In the Linux environment, Rational Purify provides a comprehensive solution for finding errors and memory leaks. This article features a simple C program and a more complex C++ program that gives you a good idea of how you can successfully integrate Purify into your Linux development environment with very little effort.
I used to use Purify on MIPS (which could instrument release binaries, and didn’t require modified compilers or linkers) and liked it a lot.
I use Valgrind on x86 (mostly because it’s free), and I like that I can run it on binaries which aren’t built specially (which is useful when debugging errors which only emerge under certain optimization conditions).
So, what is the advantage of Purify over Valgrind on Linux?
–ralpht
>So, what is the advantage of Purify over Valgrind on Linux?
I haven’t used any of the two, but I heard that Purify is way more powerful than Valgrind. It catches more issues, a commercial linux developer told me recently.
I’ve used Purify for more than ten years as a developer, and while it is a good product, it is not “way more powerful than Valgrind”. Purify and Valgrind attack much the same issues. Purify has a much nicer GUI, but I can’t think of anything significant it can do that valgrind can’t. There’s also the problem that the support for it has decreased substantially over the years compared to what it was when there was a Pure Software Inc. or even a Pure/Atria; Atria ate Pure, Rational ate Atria, and IBM ate Rational, and the result is that the product is much less important to its owner than it was. That’s a real problem with proprietary software; without excellent support you may have severe problems.
valgrind, unlike Purify and its sister tools from Rational (Quantify, PureCov etc), can model cache effects, can run on any executable without a special link step, and is extendable (more tools can be built on top of the valgrind core engine).
valgrind is only mature for x86 Linux, though PowerPC and x86-64 versions are being worked on, so if you need to deal with Solaris or Windows you’ll need Purify.
I wanted to look into Purify for a nasty bug that nor Valgrind, I or any other mem checker I tried could find. So, I went an downloaded an evaluation copy of Purify, with full intent to convince my managers to purchase a copy if it worked and helped me find the bug. Downloading and installing wasn’t such a big deal, normal procedure for commerical stuff on Linux.

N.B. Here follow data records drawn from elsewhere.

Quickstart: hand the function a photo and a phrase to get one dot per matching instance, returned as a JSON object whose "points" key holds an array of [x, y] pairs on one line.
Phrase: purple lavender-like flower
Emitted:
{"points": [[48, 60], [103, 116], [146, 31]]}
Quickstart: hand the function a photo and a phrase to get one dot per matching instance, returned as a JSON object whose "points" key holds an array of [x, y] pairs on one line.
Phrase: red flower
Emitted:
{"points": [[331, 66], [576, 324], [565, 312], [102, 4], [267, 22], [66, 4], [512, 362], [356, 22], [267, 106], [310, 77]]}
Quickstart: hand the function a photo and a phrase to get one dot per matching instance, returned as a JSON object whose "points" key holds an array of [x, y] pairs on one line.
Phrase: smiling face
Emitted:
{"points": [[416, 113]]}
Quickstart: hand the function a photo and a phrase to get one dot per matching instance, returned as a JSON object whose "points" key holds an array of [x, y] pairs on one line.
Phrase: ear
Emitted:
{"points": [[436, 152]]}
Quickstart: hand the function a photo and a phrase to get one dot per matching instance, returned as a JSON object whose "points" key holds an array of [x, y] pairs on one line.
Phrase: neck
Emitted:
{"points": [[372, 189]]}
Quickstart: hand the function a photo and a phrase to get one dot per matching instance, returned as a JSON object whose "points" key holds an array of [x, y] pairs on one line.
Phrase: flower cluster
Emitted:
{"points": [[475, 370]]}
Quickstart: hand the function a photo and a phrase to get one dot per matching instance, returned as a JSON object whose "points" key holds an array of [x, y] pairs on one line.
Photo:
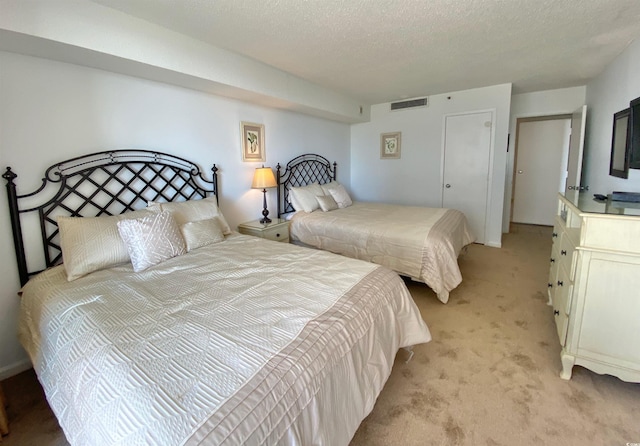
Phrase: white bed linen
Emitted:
{"points": [[418, 242], [246, 341]]}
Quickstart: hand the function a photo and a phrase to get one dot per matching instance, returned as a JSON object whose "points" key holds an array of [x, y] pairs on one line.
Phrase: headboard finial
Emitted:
{"points": [[9, 175]]}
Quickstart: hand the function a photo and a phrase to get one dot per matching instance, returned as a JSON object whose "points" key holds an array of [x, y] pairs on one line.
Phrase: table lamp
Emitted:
{"points": [[263, 178]]}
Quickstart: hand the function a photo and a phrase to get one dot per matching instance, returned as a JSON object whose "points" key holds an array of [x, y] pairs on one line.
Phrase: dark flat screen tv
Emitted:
{"points": [[621, 144], [634, 156]]}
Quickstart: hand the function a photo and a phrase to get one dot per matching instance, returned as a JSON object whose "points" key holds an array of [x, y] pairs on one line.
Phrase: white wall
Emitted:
{"points": [[415, 178], [607, 94], [526, 105], [51, 111]]}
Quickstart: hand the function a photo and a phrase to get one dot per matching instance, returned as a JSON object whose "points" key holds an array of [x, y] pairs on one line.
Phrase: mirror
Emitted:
{"points": [[620, 144]]}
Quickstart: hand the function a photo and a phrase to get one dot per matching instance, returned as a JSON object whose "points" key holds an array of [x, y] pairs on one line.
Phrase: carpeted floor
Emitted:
{"points": [[489, 377]]}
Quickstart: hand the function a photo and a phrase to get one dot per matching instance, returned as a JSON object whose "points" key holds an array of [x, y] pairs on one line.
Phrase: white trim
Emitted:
{"points": [[489, 191], [15, 368]]}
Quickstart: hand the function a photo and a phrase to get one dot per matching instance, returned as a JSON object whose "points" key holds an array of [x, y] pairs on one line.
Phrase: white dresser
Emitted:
{"points": [[594, 285]]}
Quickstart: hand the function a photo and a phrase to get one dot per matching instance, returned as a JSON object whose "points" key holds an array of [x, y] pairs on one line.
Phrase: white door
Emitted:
{"points": [[576, 148], [542, 148], [467, 150]]}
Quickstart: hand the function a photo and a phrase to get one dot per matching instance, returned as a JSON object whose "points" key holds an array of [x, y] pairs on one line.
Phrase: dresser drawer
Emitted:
{"points": [[565, 255]]}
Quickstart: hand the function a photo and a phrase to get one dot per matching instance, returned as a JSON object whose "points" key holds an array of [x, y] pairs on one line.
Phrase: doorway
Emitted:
{"points": [[541, 157], [466, 169]]}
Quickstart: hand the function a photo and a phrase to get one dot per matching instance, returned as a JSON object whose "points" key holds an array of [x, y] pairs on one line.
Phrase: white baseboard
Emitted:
{"points": [[15, 368]]}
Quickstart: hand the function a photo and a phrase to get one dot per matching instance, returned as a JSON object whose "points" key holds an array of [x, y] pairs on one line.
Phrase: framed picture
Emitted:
{"points": [[390, 145], [252, 141]]}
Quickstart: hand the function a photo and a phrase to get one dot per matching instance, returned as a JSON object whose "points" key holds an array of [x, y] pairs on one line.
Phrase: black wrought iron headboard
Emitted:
{"points": [[300, 171], [104, 183]]}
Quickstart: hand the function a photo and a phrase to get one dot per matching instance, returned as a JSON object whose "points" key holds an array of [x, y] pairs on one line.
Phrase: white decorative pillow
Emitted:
{"points": [[92, 243], [195, 210], [327, 203], [304, 198], [341, 196], [202, 233], [328, 186], [152, 239]]}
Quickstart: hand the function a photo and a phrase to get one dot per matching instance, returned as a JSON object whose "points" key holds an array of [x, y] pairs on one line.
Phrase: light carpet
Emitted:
{"points": [[489, 377]]}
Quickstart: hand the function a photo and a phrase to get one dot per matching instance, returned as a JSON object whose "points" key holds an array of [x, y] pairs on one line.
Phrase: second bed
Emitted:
{"points": [[418, 242]]}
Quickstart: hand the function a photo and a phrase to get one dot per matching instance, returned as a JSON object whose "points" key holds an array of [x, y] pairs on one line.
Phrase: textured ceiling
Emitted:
{"points": [[384, 50]]}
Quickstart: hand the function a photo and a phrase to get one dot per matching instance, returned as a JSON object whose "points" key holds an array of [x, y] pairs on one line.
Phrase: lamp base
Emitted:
{"points": [[265, 211]]}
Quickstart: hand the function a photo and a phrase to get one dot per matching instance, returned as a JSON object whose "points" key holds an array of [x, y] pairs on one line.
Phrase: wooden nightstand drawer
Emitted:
{"points": [[279, 233], [277, 230]]}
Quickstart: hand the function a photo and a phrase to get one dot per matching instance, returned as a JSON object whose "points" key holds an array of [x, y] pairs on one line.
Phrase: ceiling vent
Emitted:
{"points": [[410, 103]]}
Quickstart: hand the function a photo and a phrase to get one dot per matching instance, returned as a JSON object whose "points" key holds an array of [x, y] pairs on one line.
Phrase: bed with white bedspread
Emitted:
{"points": [[418, 242], [240, 340]]}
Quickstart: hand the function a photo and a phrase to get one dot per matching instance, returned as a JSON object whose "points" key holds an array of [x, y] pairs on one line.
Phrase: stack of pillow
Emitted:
{"points": [[146, 237], [327, 197]]}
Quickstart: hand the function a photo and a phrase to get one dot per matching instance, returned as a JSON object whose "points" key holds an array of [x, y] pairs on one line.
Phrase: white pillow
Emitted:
{"points": [[202, 233], [152, 239], [194, 210], [341, 196], [92, 243], [328, 186], [304, 198], [327, 203]]}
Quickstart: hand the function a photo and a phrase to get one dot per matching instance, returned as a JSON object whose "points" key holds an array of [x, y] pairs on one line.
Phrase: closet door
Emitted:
{"points": [[465, 172]]}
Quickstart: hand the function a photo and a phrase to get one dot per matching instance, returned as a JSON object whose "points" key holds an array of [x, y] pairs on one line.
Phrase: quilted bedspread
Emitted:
{"points": [[418, 242], [246, 341]]}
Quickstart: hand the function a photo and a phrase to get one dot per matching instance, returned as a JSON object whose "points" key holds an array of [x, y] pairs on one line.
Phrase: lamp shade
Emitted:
{"points": [[263, 178]]}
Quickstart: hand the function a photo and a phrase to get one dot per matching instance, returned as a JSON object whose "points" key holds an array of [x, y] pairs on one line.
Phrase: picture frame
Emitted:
{"points": [[252, 142], [390, 145]]}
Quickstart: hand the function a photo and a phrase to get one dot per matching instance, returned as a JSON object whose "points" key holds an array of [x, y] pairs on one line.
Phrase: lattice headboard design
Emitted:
{"points": [[104, 183], [300, 171]]}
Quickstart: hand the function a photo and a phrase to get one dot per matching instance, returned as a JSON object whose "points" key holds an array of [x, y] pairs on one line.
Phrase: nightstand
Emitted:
{"points": [[277, 230]]}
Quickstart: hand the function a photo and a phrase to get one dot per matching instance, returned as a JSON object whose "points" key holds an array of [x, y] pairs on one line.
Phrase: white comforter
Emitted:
{"points": [[242, 342], [418, 242]]}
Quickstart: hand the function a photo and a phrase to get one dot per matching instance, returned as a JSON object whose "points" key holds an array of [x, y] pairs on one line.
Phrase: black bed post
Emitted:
{"points": [[16, 228], [278, 189], [214, 169]]}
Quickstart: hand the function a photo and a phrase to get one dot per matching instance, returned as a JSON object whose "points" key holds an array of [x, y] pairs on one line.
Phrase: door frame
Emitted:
{"points": [[492, 144], [515, 151]]}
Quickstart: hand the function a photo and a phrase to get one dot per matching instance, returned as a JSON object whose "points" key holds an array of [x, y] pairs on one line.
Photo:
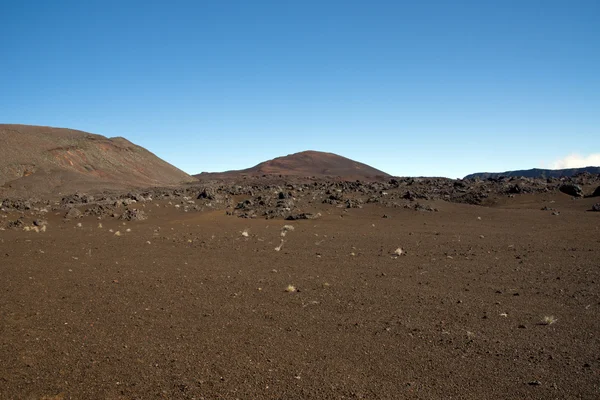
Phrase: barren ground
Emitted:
{"points": [[202, 312]]}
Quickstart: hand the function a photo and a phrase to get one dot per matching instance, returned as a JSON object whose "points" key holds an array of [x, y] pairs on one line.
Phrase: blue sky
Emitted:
{"points": [[413, 88]]}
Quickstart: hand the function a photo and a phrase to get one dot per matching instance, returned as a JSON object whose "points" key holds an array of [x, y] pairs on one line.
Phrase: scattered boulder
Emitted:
{"points": [[73, 213], [19, 223], [295, 217], [571, 189], [133, 215], [207, 193]]}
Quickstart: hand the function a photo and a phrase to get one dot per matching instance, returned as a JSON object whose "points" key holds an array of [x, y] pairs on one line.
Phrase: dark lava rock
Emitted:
{"points": [[99, 210], [16, 224], [73, 213], [303, 216], [571, 189], [207, 193], [420, 207], [133, 215], [514, 189]]}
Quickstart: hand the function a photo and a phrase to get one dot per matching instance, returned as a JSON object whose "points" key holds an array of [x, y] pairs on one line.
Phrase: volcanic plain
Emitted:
{"points": [[273, 287]]}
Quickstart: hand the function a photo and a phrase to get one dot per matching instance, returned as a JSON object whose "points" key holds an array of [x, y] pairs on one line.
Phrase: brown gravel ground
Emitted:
{"points": [[202, 312]]}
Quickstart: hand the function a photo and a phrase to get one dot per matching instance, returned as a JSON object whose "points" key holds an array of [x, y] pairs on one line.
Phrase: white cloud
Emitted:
{"points": [[577, 161]]}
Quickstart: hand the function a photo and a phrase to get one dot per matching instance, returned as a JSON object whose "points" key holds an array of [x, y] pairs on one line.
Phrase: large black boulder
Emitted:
{"points": [[571, 189]]}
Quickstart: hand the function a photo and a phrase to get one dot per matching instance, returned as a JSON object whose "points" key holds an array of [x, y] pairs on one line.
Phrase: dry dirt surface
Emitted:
{"points": [[306, 163], [407, 289], [44, 160]]}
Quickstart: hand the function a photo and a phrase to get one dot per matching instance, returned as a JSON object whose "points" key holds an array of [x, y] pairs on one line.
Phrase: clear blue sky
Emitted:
{"points": [[413, 88]]}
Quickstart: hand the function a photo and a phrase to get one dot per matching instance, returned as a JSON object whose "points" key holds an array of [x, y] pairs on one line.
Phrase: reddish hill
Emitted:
{"points": [[307, 163], [42, 160]]}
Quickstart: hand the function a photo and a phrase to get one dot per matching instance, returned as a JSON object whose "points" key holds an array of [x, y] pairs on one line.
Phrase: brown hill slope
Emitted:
{"points": [[307, 163], [43, 160]]}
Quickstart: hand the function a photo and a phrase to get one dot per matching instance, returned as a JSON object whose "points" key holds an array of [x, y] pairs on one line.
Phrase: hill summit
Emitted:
{"points": [[308, 163], [45, 160]]}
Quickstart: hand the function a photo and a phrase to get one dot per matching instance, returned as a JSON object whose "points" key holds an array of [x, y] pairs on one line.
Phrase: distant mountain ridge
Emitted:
{"points": [[306, 163], [535, 173], [41, 159]]}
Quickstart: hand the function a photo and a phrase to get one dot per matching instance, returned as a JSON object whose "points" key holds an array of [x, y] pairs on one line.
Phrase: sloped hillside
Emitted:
{"points": [[42, 160]]}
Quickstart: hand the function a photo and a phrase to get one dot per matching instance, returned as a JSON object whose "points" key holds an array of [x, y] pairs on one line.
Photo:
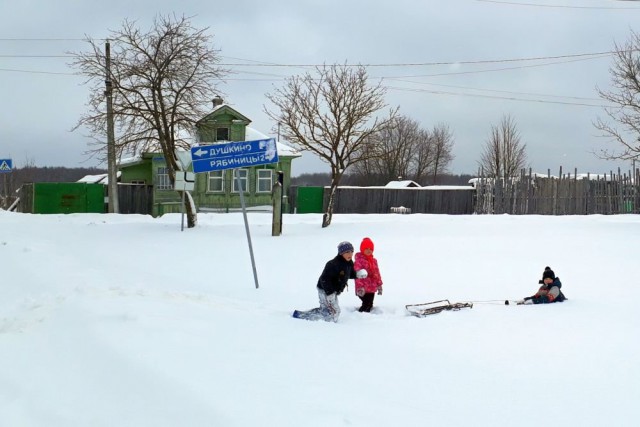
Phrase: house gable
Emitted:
{"points": [[222, 124]]}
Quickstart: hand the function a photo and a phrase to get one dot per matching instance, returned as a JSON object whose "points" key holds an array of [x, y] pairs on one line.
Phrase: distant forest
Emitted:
{"points": [[324, 179]]}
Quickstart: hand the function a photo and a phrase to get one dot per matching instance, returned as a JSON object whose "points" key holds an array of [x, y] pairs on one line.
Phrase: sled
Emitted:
{"points": [[433, 307]]}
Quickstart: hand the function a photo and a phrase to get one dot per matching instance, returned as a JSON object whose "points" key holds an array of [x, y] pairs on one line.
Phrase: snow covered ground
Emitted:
{"points": [[114, 320]]}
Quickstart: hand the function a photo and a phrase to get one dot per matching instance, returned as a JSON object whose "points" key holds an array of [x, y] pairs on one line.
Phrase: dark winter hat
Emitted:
{"points": [[548, 274], [366, 244], [344, 247]]}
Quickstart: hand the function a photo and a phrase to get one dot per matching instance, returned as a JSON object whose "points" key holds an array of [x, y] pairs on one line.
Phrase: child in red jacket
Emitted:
{"points": [[367, 286]]}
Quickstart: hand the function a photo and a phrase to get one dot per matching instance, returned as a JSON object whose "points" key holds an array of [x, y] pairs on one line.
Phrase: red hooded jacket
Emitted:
{"points": [[370, 264]]}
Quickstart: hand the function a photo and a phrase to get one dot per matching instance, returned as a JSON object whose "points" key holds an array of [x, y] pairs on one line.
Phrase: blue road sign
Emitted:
{"points": [[6, 165], [233, 155]]}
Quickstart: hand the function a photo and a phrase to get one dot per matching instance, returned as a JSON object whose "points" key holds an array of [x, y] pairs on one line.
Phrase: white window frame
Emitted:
{"points": [[228, 133], [162, 179], [264, 176], [244, 180], [215, 176]]}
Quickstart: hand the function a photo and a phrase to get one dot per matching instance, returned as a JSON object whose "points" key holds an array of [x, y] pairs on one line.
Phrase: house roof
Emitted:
{"points": [[402, 184], [226, 108], [97, 179]]}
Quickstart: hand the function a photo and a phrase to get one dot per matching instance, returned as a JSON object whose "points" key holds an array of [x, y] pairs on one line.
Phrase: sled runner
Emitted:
{"points": [[433, 307]]}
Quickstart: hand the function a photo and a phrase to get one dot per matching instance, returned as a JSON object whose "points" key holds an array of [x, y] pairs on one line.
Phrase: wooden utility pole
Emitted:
{"points": [[112, 187]]}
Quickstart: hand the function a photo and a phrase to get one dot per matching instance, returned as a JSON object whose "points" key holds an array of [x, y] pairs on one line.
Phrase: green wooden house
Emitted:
{"points": [[216, 191]]}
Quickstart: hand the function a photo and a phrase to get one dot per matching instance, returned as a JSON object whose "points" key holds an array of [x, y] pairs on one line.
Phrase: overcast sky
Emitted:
{"points": [[443, 61]]}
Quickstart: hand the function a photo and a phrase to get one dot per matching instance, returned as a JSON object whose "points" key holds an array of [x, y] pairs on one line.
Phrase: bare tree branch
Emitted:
{"points": [[625, 78], [504, 154], [330, 114], [162, 80]]}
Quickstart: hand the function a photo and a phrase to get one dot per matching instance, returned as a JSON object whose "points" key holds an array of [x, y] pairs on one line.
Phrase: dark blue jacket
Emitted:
{"points": [[335, 275], [547, 293]]}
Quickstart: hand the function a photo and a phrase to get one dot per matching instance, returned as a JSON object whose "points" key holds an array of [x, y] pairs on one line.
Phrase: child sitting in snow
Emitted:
{"points": [[367, 287], [331, 283], [548, 292]]}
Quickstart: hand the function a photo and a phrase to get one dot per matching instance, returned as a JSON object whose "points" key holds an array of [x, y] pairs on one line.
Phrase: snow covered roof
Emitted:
{"points": [[97, 179], [252, 134], [402, 184]]}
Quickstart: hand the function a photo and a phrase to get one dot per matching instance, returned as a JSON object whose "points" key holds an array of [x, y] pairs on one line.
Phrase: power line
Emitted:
{"points": [[40, 40], [557, 6], [36, 72], [509, 98], [422, 64]]}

But, apparently I had to obtain some kind of license in order to use Purify at all. I checked the homepage again and filled in the necessary details for a evaluation license request. Did I get a license? No, the request page said that “a sales representative will contact me Real Soon Now”. WTF? Who uses sales reps for evaluation stuff? Well, a sales rep sent a mail after day or two (or more, don’t remember) asking for more details for the evaluation, but at this point I had already deleted Purify and rewritten parts of my application to work around the bug.
As a result for the horribly complex and dead slow process I never ended up evaluating nor buying Purify. Why do they have to make it so damn hard to test the app? Usually talking to a pushy sales rep gives me a worse image of an application than if I can test it *when I want to*. Sigh, maybe it’s my loss too if Purify is as good as people say, but they probably lose quite a few sales due to their silly system.